With the new facility in place, there's room for 30 inmates and the county sees an average of 20 or more on a daily basis. Eight slots a day are used by Miles City. Other neighboring counties have also utilized the new facility. Currently one-third of the prisoners are from out-of-county. Meier added that they've seen the facility getting more use since the upswing of the Bakken.
The growing pains created some issues as the semi delivering food for prisoners could only make drops at certain times and it all had to be taken down a flight of stairs for storage. As food was used the trip from the new facility to the old one and back created safety and security issues.

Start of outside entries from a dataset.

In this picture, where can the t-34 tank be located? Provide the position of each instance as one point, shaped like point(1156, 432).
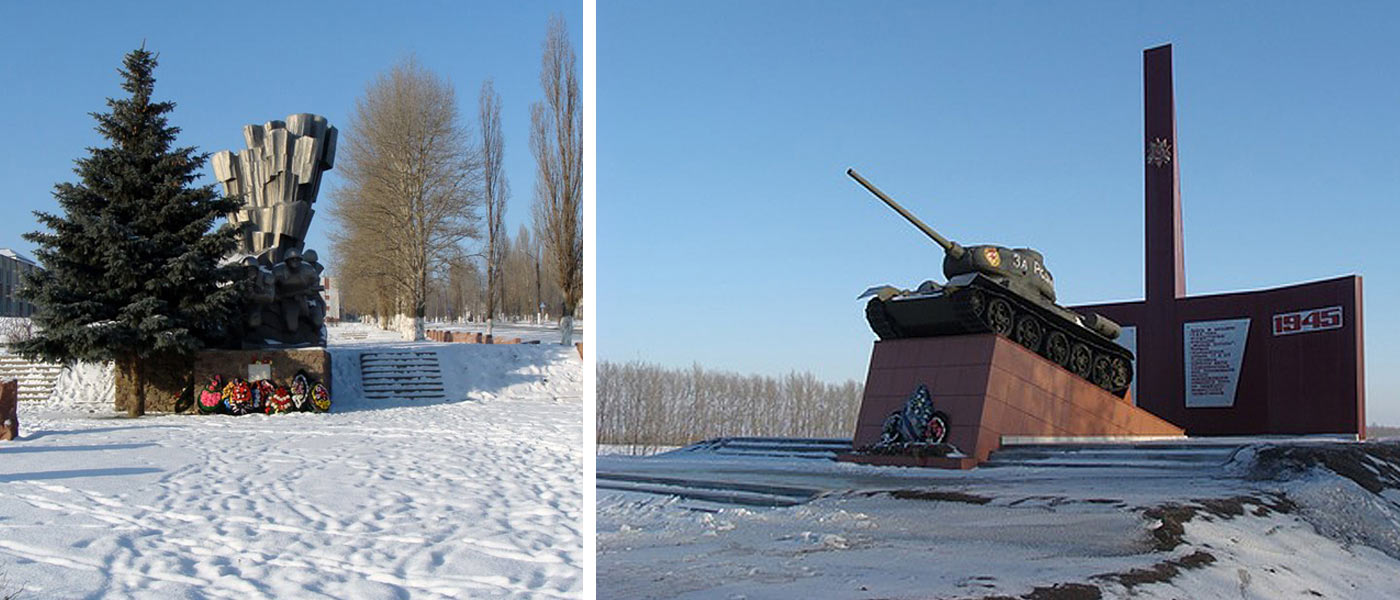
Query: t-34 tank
point(998, 290)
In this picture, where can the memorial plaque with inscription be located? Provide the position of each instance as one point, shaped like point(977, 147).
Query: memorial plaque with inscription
point(1214, 353)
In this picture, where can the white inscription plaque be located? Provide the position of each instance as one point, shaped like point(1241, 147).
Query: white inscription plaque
point(1214, 353)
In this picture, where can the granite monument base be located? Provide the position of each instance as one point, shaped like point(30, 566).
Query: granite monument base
point(990, 388)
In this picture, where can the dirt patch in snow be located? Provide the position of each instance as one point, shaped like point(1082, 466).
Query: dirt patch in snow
point(1161, 572)
point(1172, 516)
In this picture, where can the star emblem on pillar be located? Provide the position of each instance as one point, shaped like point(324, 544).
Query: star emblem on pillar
point(1159, 153)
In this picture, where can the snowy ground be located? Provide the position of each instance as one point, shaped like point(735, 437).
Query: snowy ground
point(1242, 527)
point(476, 497)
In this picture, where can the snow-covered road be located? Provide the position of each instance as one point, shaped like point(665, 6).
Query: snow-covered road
point(476, 497)
point(1235, 527)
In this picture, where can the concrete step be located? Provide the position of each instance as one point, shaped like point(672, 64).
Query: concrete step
point(735, 493)
point(1178, 455)
point(37, 379)
point(790, 448)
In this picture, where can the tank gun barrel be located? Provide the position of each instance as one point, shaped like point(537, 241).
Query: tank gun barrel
point(952, 248)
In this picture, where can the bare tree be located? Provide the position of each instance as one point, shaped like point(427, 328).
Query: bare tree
point(412, 188)
point(497, 189)
point(557, 143)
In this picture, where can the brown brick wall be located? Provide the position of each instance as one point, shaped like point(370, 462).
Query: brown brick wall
point(990, 386)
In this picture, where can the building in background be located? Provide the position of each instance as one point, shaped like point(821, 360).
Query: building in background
point(332, 295)
point(13, 267)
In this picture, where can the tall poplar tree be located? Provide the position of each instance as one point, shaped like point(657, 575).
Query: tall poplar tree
point(132, 267)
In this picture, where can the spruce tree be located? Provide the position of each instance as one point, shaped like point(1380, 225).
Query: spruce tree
point(132, 269)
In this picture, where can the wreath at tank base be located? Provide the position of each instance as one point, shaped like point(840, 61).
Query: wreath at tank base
point(916, 428)
point(212, 396)
point(238, 396)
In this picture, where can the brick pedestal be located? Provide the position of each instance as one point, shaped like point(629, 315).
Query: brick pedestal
point(990, 388)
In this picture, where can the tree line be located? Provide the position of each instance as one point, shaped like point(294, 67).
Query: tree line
point(646, 404)
point(420, 218)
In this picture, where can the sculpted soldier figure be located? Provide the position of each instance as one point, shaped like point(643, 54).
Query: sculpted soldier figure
point(297, 294)
point(277, 178)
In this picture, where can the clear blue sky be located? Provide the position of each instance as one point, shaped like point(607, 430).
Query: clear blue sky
point(227, 65)
point(728, 234)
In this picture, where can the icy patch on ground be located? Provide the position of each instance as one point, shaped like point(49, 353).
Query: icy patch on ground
point(1273, 523)
point(854, 547)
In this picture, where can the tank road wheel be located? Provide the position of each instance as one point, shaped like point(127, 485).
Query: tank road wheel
point(1081, 360)
point(1102, 372)
point(977, 302)
point(1000, 316)
point(1057, 348)
point(1122, 374)
point(1029, 332)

Meier said that those issues would be solved on completion of the new project.
"We've been talking about the addition over the last year," Meier said.
Meier said that the meals come from Spokane and will now be able to be bulk-ordered to save some money. The company freezes individual meals that can be made for health issues and cover all the nutritional needs for each prisoner. The meals cost around $7 a day.
The project cost around $25,000. The commissioners approved $10,000 for the project, while $15,000 came from the commissary funds raised by purchases prisoners made for phone use and snacks. Meier said that the commissary funds have been higher than they expected and have also helped pay for the majority of jail uniforms, towels and bedding.
"It's saving the county a substantial amount of money," Meier said. "The funds are used for the jail only."
Meier said that auditors helped him set up the account and that the profits from commissary purchases vary, sometimes depending on the company and the amount the prisoners purchase. Currently they are averaging $15,000 a year. Popular items for purchase in the commissary are coffee, candy, cookies and chips.
Meier has been able to purchase books for the jail for narcotics and alcoholics anonymous from the funds as well. Alcoholics anonymous are held in the jail twice a week, and they also have church service. The first baptism ever was held in the jail a few weeks ago.